Deploy Harbor Registry on TKG Clusters

Tanzu Kubernetes Grid Service, informally known as TKGS, lets you create and operate Tanzu Kubernetes clusters natively in vSphere with Tanzu. You use the Kubernetes CLI to invoke the Tanzu Kubernetes Grid Service and provision and manage Tanzu Kubernetes clusters. The Kubernetes clusters provisioned by the service are fully conformant, so you can deploy all types of Kubernetes workloads you would expect. vSphere with Tanzu leverages many reliable vSphere features to improve the Kubernetes experience, including vCenter SSO, the Content Library for Kubernetes software distributions, vSphere networking, vSphere storage, vSphere HA and DRS, and vSphere security.

Harbor is an open source, trusted, cloud native container registry that stores, signs, and scans content. Harbor extends the open source Docker Distribution by adding the functionalities usually required by users such as security, identity control and management. so lets go ahead and deploy harbor.I have already provisioned an TKG cluster and you can login to TKG cluster by using below command:

#kubectl vsphere login --server=<supervisor-cluster-ip> --tanzu-kubernetes-cluster=<namespace-name> --tanzu-kubernetes-cluster-name=<cluster-name>

Set the correct context as you might have many clusters by using below command:

#kubectl config use-context <cluster-name01>

Add Harbor Helm repository

Now lets install Harbor, you can use various Helm repositories.

Harbor –  https://github.com/goharbor/harbor-helm or also the one from

Bitnami –  https://github.com/bitnami/charts/tree/master/bitnami/harbor which I’m going to use.

Add the repository of your choice to your client…

#helm repo add harbor https://helm.goharbor.io
#helm repo add bitnami https://charts.bitnami.com/bitnami

…and update Helm subsequently.

#helm repo update

Installing Harbor

We will deploy Harbor in a new Kubernetes Namespace which we will name “tanzu-system-registry”. Create the Namespace with kubectl create ns harbor and start the deployment process by executing the following helm command with some corresponding options:

helm install harbor bitnami/harbor \
--set harborAdminPassword=admin \
--set global.storageClass=tkgontkgs \
--set service.type=LoadBalancer \
--set externalURL=harbor.tanzu.zpod.io \
--set service.tls.commonName=harbor.tanzu.zpod.io \
-n tanzu-system-registry

Go and check the pods status by using this command:

#kubectl get pods -n tanzu-system-registry

lets check the services running inside “tanzu-system-registry” namespace, this will give us external IP of the service.

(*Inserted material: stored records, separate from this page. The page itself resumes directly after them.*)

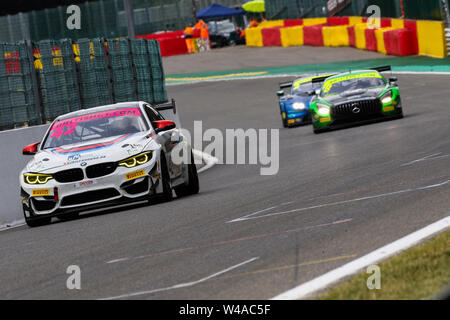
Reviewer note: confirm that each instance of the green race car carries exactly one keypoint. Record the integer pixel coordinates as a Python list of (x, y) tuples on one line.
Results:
[(355, 97)]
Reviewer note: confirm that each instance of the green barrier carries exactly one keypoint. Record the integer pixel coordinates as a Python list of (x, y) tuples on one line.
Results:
[(17, 102), (93, 72)]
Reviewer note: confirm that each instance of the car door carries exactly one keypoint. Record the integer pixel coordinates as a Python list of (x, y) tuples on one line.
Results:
[(165, 139)]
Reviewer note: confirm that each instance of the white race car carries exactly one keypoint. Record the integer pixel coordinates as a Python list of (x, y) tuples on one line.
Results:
[(105, 156)]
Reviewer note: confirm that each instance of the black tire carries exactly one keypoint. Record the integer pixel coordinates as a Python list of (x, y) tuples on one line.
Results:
[(193, 186), (68, 216), (166, 195)]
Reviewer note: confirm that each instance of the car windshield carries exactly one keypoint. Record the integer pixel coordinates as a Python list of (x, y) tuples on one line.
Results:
[(93, 126), (304, 88), (352, 83)]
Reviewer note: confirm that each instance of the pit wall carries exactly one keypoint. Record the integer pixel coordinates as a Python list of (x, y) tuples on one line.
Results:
[(396, 37)]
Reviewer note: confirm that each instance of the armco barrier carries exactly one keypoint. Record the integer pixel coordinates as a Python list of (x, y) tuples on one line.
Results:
[(292, 36), (400, 42), (271, 37), (293, 22), (253, 37), (313, 35), (431, 38), (314, 21), (360, 35), (351, 36), (411, 37), (335, 36), (379, 34), (371, 40)]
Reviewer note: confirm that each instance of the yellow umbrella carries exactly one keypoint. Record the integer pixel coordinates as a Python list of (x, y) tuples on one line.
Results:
[(254, 6)]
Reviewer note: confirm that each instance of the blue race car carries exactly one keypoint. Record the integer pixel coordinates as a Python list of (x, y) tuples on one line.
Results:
[(294, 106)]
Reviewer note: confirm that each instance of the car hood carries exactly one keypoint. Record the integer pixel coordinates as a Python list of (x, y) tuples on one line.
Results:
[(350, 96), (84, 154)]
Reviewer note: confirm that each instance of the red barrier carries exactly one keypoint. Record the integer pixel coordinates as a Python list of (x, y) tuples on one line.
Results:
[(400, 42), (338, 21), (271, 37), (351, 36), (313, 35), (170, 47), (293, 22), (371, 40)]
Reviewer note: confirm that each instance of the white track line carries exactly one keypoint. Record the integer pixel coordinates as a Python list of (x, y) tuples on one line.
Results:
[(181, 285), (209, 160), (252, 216), (307, 289)]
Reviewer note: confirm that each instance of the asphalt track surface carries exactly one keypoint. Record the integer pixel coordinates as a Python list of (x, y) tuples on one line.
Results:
[(337, 196)]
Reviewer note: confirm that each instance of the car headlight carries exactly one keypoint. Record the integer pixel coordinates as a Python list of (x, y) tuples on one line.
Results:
[(323, 110), (136, 160), (37, 178), (387, 98), (298, 105)]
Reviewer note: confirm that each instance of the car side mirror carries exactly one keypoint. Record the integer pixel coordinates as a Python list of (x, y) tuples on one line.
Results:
[(164, 125), (31, 149)]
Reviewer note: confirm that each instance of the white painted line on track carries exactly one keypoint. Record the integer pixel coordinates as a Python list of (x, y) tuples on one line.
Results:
[(209, 160), (181, 285), (307, 289), (284, 75), (252, 216), (433, 156)]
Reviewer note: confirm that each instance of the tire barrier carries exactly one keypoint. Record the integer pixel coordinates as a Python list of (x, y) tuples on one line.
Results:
[(397, 37), (40, 81)]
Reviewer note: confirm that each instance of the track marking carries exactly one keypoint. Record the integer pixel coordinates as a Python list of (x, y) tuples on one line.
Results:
[(181, 285), (292, 266), (220, 243), (252, 216), (326, 280), (430, 157)]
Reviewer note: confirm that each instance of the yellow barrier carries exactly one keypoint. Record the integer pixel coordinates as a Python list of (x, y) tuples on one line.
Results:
[(360, 35), (379, 34), (314, 21), (292, 36), (253, 37), (354, 20), (271, 24), (336, 36), (431, 37), (397, 23)]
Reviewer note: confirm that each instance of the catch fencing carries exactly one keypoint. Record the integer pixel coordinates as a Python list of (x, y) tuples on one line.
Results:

#kubectl get svc -n tanzu-system-registry

Above command will give us an “External IP” which got auto configured in NSX-T, Lets browse using external IP using user name as “admin” and password which we set in the helm command

Now we can successfully browse and access the registry successfully

You can push images to the Harbor registry to make them available to all clusters that are running in the Tanzu Kubernetes Grid instance. for me this i have deployed for my “Tanzu Build Service” installation as TBS needs registry as pre-requisite.